Following the continuous drop in market share, critics held different opinions on Nokia Corporation (NYSE:NOK) (BIT:NOK1V) (HEL:NOK1V)’s next step towards a turnaround. There is no doubt that Google’s Android O.S has played a huge part in Nokia’s fall, but again, there are several  other factors contributing to the fall. The O.S is one, but also gross margins and brand popularity have had their part. Nokia is no longer the world’s leading brand in the mobile phones market. Korea’s Samsung has probably edged it out in that perspective, while the iPhone, despite the challenge of Samsung, claims the top spot in the smartphone market.

Research In Motion Ltd (NASDAQ:BBRY) (TSE:BB), who today launched BlackBerry Z10 in India for $800, could easily rank above Nokia in the smartphones Industry, while Motorola Mobility Holdings Inc (NYSE:MMI), HTC Corp (TPE:2498), and Huawei are not to be ruled out. In fact, they have  a huge advantage over Nokia smartphones because they run on Android, and are arguably priced cheaper.

It would have been fitting to say that Nokia Corporation (NYSE:NOK) (BIT:NOK1V) (HEL:NOK1V) would probably, at least, consider bringing in another O.S to its smartphone product line – which continues to underperform at the industry level.
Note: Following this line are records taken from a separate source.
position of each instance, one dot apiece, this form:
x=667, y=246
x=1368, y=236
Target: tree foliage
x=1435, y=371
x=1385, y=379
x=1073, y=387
When Nokia launched its Lumia phone 900 and 920 last year, media reports suggested an initial upswing in demand for the devices compared to their predecessors  However, this momentum cooled down with time, reducing the device’s challenge to peers to negligible levels.

Windows phone O.S is yet to forge a formidable traction in the market currently dominated by its two rival players. One would call it a “Two Horse” race. Something similar to what Google Inc (NASDAQ:GOOG) executive, Eric Schmidt, famously referred to as the defining battle in the technology industry. The two have been identified as the leading ecosystems and a third place remains ‘up for grabs’ as Windows Phone 8 and BlackBerry 10 battle on. Indeed, Nokia’s smartphone success depends on Windows phone success, and agonizingly, the battle is no where to be compared to what Android and iOS have tabled.